Dmitry,I think this discussion diverged somewhat from the original topic, but I do agree with you that we must also attack the problem on a process level.
With the model you propose (and also the existing model) I would also like to stress the need for continuous and automatic builds triggered by incoming new changes compared to the last working change. Having that, it is possible to update labels (tags) for "last_clean_build", "last_nightly_build", etc. That way any build breakage would only be visible at the tip.
However, when submitting a new change care should be taken to do it against a working tip, that it builds and tests correctly (personal check-in testing). Actually, this is close to the model we had for the JRockit source base. WLS also uses the model of sliding labels for "last_clean_build" where developers most often only do partial builds themselves.
Regarding external committers, I think they need both the option of building and testing locally, as well as access to an Open JDK specific queue for build and test submissions.
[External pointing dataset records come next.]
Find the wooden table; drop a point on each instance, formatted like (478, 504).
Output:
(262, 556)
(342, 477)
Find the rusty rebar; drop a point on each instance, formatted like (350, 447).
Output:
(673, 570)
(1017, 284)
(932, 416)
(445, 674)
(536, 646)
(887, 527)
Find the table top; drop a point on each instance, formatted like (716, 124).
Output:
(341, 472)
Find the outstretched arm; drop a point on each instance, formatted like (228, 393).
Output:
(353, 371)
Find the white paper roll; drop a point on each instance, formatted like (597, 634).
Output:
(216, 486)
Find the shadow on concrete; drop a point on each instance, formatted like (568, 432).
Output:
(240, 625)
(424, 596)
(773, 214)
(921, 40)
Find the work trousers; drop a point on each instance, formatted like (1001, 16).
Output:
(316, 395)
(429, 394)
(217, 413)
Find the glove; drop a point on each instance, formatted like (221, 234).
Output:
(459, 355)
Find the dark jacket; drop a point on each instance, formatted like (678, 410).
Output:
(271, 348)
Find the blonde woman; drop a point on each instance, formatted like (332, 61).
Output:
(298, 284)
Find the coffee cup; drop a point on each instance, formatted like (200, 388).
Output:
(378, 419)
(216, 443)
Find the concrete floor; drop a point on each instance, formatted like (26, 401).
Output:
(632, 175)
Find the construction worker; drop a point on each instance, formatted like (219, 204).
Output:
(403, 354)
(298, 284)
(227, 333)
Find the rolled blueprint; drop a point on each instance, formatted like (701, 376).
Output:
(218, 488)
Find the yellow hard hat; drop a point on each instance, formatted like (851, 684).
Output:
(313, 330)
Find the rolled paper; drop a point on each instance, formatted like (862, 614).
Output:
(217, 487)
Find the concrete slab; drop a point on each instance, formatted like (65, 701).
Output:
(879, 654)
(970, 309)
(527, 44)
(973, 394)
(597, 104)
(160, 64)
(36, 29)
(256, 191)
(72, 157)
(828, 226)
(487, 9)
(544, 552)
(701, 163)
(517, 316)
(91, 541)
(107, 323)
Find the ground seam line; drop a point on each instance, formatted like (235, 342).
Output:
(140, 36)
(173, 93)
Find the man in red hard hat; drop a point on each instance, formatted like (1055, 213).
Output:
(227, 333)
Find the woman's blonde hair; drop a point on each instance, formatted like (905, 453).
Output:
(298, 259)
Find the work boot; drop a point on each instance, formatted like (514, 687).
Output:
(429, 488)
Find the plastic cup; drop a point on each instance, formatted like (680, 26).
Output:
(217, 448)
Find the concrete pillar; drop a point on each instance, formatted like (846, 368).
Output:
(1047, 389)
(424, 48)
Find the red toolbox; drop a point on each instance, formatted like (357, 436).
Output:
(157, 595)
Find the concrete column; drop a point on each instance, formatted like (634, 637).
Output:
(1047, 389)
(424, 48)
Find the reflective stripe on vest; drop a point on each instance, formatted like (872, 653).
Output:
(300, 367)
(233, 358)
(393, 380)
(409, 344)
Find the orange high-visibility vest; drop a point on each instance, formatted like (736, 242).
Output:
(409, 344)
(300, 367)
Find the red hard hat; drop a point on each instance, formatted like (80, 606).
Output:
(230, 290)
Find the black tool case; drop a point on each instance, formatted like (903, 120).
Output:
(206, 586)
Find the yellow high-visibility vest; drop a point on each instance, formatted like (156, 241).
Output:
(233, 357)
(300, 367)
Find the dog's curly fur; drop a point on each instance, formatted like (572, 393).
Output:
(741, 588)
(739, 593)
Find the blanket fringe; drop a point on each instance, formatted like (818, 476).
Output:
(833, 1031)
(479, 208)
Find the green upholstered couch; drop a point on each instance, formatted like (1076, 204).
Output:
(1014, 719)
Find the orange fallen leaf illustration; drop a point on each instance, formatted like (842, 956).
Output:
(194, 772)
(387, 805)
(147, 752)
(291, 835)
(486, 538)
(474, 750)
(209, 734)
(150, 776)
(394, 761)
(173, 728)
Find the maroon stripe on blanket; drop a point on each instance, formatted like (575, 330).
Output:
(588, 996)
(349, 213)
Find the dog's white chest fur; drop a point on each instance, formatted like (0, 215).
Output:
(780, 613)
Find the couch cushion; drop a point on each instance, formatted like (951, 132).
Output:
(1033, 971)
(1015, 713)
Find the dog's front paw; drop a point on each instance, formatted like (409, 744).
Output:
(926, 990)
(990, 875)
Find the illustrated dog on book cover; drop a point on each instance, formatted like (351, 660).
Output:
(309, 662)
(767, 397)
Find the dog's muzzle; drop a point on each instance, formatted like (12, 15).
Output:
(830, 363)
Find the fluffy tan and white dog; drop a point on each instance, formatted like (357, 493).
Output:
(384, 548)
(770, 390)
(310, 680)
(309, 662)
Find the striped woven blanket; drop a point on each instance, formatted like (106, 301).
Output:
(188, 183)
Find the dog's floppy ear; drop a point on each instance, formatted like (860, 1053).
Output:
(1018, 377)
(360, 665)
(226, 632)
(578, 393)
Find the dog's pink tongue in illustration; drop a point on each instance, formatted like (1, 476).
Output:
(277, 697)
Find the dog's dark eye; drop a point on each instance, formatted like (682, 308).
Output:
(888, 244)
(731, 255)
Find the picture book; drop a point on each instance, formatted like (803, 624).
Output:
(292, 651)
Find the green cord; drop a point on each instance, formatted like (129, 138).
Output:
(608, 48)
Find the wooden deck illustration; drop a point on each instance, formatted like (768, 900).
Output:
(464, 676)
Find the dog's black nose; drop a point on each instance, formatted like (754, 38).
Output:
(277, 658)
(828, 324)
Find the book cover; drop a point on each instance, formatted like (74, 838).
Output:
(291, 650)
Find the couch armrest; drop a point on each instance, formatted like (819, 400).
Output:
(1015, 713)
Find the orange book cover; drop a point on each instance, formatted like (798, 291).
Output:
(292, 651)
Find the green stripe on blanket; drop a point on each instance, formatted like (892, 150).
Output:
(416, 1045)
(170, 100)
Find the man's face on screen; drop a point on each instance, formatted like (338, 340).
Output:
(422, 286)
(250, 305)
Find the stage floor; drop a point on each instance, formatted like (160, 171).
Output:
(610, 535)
By making use of cross compilation and open tools it is possible to at least verify that the product builds locally. Even better is to also supply preconfigured VMs with the necessary standard build and test environment (e.g. obsolete Solaris or Linux distros that we require). In general, having a build and test setup that is automatically configurable (including Windows) will help both internal and external developers (see also the build-infra project).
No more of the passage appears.